Taxpayers spend $20 billion dollar a year--$77,000.00 per patient--fully six percent of the Medicare budget--on dialysis-related care for 400,000 patients annually.  Yet we have one of the industrialized world's highest mortality rates. The two corporations that dominate in providing this care reported about $2.2 billion dollars in operating profits per year, according to the organization.  The non-profit traces the disconnect between cost, profit and outcome to several factors including a fee-for-service payment system that takes no account of patient outcomes (it doesn't award low mortality, hospitalization or infection rates, or punish unusually high rates) and a related decision several years ago to allow dialysis clinics to charge a premium for administering prescriptions.  The two for-profit entities that dominate U.S. care through their ownership of than two-thirds of the country's 5,000 for-profit dialysis clinics are Colorado-based DaVita and Fresenius, a subsidiary of a Germany dialysis machine manufacturer.

The report noted that the manner of payment also encourages for-profit providers to minimize patient contact with physicians and nurses and the Medicare regulations allow treatment "technicians" to form the backbone of dialysis care in the U.S. with virtually no training or education required initially.  In the U.S., clinics rarely have a doctor on-site, although they are required to pay a "medical director."  Many struggle to maintain the requirement of one R.N. on site--a far cry from European countries where nurses are limited to a 3.5:1 patient to nurse ratio. 

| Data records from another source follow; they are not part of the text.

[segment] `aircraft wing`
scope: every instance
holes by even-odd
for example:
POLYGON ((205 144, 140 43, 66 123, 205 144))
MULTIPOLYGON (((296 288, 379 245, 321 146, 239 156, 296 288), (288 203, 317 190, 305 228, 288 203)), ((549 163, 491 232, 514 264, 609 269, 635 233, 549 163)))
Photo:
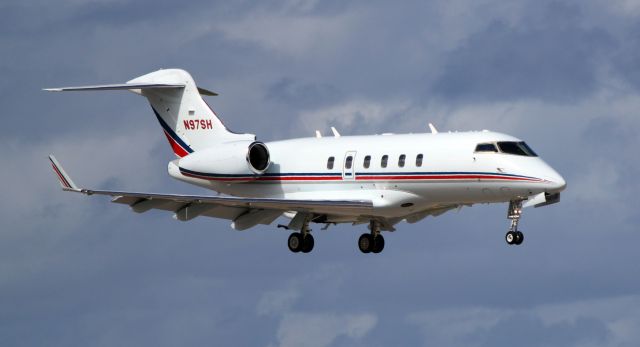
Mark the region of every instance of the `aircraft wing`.
POLYGON ((62 189, 86 195, 107 195, 112 202, 126 204, 134 212, 143 213, 152 209, 174 212, 174 218, 188 221, 198 216, 208 216, 232 220, 237 230, 248 229, 257 224, 270 224, 282 213, 296 211, 303 213, 331 213, 349 210, 370 209, 369 200, 294 200, 271 198, 241 198, 230 196, 158 194, 93 190, 78 187, 67 175, 54 156, 49 160, 60 180, 62 189))

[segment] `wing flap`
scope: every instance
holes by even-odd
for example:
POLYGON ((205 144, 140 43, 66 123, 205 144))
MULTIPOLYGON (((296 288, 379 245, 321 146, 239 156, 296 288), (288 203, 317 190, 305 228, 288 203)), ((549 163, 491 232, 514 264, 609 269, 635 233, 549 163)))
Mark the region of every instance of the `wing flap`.
POLYGON ((249 211, 249 209, 239 207, 189 203, 183 204, 175 210, 173 218, 183 222, 190 221, 199 216, 234 220, 242 214, 247 213, 247 211, 249 211))
POLYGON ((445 206, 437 206, 434 208, 430 208, 424 211, 420 211, 411 215, 408 215, 405 217, 405 220, 408 223, 418 223, 419 221, 429 217, 429 216, 433 216, 433 217, 437 217, 447 211, 453 210, 455 208, 460 207, 460 205, 445 205, 445 206))
POLYGON ((249 210, 233 220, 231 227, 235 230, 247 230, 258 224, 269 225, 282 215, 278 210, 249 210))

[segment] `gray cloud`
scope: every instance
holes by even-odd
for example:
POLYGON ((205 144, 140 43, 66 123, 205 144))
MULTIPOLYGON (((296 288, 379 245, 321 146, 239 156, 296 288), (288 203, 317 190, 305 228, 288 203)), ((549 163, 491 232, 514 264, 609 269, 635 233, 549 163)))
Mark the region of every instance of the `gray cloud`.
POLYGON ((342 98, 340 90, 334 86, 307 84, 291 78, 282 78, 269 86, 266 97, 269 100, 287 104, 289 107, 304 108, 335 103, 342 98))
POLYGON ((281 347, 330 346, 336 338, 360 339, 376 326, 372 314, 287 314, 278 328, 281 347))
MULTIPOLYGON (((637 32, 640 23, 634 23, 628 30, 637 32)), ((613 57, 614 68, 620 77, 640 89, 640 39, 636 35, 624 36, 624 43, 613 57)))
POLYGON ((513 341, 521 346, 603 346, 609 342, 610 332, 601 321, 590 318, 544 324, 538 317, 515 314, 498 321, 482 335, 469 338, 484 341, 482 346, 504 346, 513 341))
POLYGON ((4 2, 0 336, 7 345, 633 346, 640 281, 634 148, 640 8, 630 1, 4 2), (567 5, 568 4, 568 5, 567 5), (144 99, 43 87, 189 70, 261 139, 489 128, 527 140, 568 179, 562 203, 402 224, 287 233, 142 215, 59 191, 54 152, 90 187, 201 190, 144 99), (504 331, 503 327, 518 323, 504 331), (308 330, 305 330, 308 329, 308 330), (509 335, 511 334, 511 335, 509 335), (511 339, 507 339, 511 336, 511 339), (447 343, 448 342, 448 343, 447 343))
POLYGON ((613 38, 601 28, 585 28, 576 6, 540 6, 544 21, 494 20, 468 37, 448 54, 433 90, 452 99, 489 101, 573 101, 596 92, 613 38))
POLYGON ((638 336, 637 296, 552 303, 524 309, 460 307, 410 314, 425 345, 627 346, 638 336))

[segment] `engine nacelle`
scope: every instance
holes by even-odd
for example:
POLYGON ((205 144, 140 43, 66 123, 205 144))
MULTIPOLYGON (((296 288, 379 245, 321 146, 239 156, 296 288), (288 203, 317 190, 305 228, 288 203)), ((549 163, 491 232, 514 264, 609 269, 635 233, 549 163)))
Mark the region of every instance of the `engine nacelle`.
POLYGON ((267 171, 271 164, 267 146, 258 141, 251 143, 247 151, 247 163, 249 163, 251 171, 258 175, 262 175, 267 171))
POLYGON ((193 152, 178 161, 180 173, 213 181, 247 182, 257 179, 271 161, 262 142, 233 142, 193 152))

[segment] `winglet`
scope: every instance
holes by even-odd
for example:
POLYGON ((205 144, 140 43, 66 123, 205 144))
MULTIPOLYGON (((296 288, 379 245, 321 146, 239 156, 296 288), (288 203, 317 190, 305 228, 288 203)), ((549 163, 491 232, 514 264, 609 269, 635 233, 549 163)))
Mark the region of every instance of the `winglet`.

In the U.S., dialysis treatment has been compressed to well under four hours in many locations, despite the clearly deleterious impact of rushing treatment.  While many European dialysis clinics limit care to two shifts per day, some U.S. clinics squeeze in four shifts per da, despite the fact that condensing dialysis into less-than-four-hour blocks elevates blood pressure and interferes with hemodynamic stability.  Medicare has established no regulations for staffing or for duration of dialysis treatment. 

Inspection reports show that many clinics are inspected only once in five years, rather than every 3 years as theoretically required--and reports of filthy or unsafe conditions are neglected despite repeated threats of sanction or closure.  The reports also document hundreds of examples of infection-control breaches, cross-contamination of blood, prescription error, and injurious or fatal events related to internal or external hemorrhaging caused by equipment failure, technician error or prescription dosage error.

One of the complications in regulation that had a deleterious impact on both the cost and the quality of care was the decison to reimburse drug administration at a mark-up.  "Doses of Epogen, to treat anemia, and similar medications tripled between 1989 and 2005, becoming Meidcare's single largest pharmaceutical expense"...despite the fact that a 2006 study showed that patients treated with higher doses of Procrit--a similar medication--were at greater risk for heart problems and death.   European dialysis clinics dose their patients with a far lower dosage of these medications--but low dosage requires a willingness not to rush the dialysis procedure.

In 2008, one-quarter of dialysis clinics had a profit margin of at least 13%, while another quarter lost money, according to the Medicare Payment Advisory Commission.  Some of this discrepancy is a direct result of the government's short-sighted payment variables which emphasize fees for service and pharmaceutical administration, while minimizing payment for medically-trained staff.

Even today, the government refuses to publish mortality data where it would be available to patients making treatment choices.  As a result, ProPublica was able to identify examples like Houston, Texas,  where two clinics two miles apart have dramatically different survival rates--but patients don't have a clue and can't protect themselves or their loved one by identifying and choosing the safer alternative.